Let me simply put here before I continue that I appreciate your civility and this discussion is indeed enjoyable on my part.
This "possibility" aspect is exactly what some of my newer posts on the subject regard. Think of it this way: statistically, what are the chances of life forming on its own? Now, if there was any sort of guidance in the creation of life, how much more likel would it be?
This by far does not PROVE ID, but it does make an arguement for it in a mathematical POV. It's the same as saying "I have a chance of getting to Jamaica this year." While it isn't impossible to do so without one, buying an airplane ticket would make the chances rise greatly.
Again, this does not prove anything, but simply points out that by what is possible, either is considerable. What is probable (by mechanism alone) is ID. What is probable (by directly observable occurances) is abio-genesis and evolution.
We are yet to find a way of distenguishing between intended design and inherent random events.
All the world's a stage and life is just a metaphor for chemical acts.
(From: As Matter Resembles It)
The one thing we all should know about is ourselves (our very being, morality, who and what we are, our consciousness, etc
) Science is currently trying to tell us about ourselves in purely mindless mechanistic processes. I personally cannot reconcile a mindless beginning and mindless processes with who I am. Science is treading upon philosophy; morals, being, consciousness, and religion.
Yes, I know. The rock told me. Apparently the rock is pissed about something and not speaking to you, something about you not taking the rock seriously and refusing to recognize its feelings. I really think you and the rock should work this out.
I'll be sitting in for Dr. Phil all week.
This, too, is falsifiable. Or are we treating another animal here?
"Therefore existence itself is a brute fact. It does not admit any proof or disproof."
Would the same be said of God? No admittance of proof, no way of disproof. Does that make God a brute fact as well?
Taking a stab here at oversimplifying things:
Time can only exist in the realm of Conciousness.
The three standard dimensions can only exist if Time is present. This is how distance is established, by how long at a certain rate it takes to get from point A to points B, C, and D.
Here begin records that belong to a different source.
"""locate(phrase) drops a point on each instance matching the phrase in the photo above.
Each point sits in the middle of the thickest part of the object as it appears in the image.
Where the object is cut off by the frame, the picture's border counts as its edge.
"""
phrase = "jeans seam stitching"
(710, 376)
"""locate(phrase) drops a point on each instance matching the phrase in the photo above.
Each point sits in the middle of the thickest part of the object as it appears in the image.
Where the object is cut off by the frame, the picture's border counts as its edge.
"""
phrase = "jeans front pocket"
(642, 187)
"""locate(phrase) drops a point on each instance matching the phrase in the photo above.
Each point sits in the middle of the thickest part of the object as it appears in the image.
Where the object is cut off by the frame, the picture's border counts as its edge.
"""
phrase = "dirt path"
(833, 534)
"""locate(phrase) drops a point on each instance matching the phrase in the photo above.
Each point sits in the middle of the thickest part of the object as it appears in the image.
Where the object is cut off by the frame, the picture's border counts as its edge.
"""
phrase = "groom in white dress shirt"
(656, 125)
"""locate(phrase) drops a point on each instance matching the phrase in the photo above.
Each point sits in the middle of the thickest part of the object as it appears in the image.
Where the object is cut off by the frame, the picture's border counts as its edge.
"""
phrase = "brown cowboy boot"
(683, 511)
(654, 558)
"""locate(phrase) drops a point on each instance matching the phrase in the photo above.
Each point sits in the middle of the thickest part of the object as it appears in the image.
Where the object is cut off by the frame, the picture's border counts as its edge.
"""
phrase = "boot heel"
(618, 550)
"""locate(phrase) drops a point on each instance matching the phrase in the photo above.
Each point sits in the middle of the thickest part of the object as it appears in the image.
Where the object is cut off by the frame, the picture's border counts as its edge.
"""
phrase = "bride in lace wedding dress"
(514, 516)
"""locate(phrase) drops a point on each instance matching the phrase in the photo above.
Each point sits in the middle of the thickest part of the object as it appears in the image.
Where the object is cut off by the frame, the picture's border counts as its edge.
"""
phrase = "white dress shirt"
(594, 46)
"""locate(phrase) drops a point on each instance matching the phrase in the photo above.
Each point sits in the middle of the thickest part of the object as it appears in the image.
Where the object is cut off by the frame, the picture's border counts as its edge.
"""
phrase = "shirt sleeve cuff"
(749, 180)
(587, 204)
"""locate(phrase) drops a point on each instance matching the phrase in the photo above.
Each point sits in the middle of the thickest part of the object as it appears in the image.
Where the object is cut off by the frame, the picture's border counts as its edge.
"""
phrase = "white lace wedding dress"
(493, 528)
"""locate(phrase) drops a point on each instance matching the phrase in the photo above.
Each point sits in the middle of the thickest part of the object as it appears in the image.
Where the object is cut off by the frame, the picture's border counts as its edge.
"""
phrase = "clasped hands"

This means that without Timel; Hight, Width, and Depth do not exist. And without being able to percieve Time, you do not percieve existance.
This implies that Black Holes (Worm Holes, etc.)would be imperceptable to those that are in them, due to the bending of Time and Space and loss of perception.
In full circle, this means that Conciousness defines reality, not the physics there-in.
Can you explain why this statement says not? You include as a mark of scientific knowledge it's instrumental value, and when it is used instrumentally, it becomes non-falsifiable. You've also been saying that a mark of scientific knowledge is falsifiability. Perhaps its late.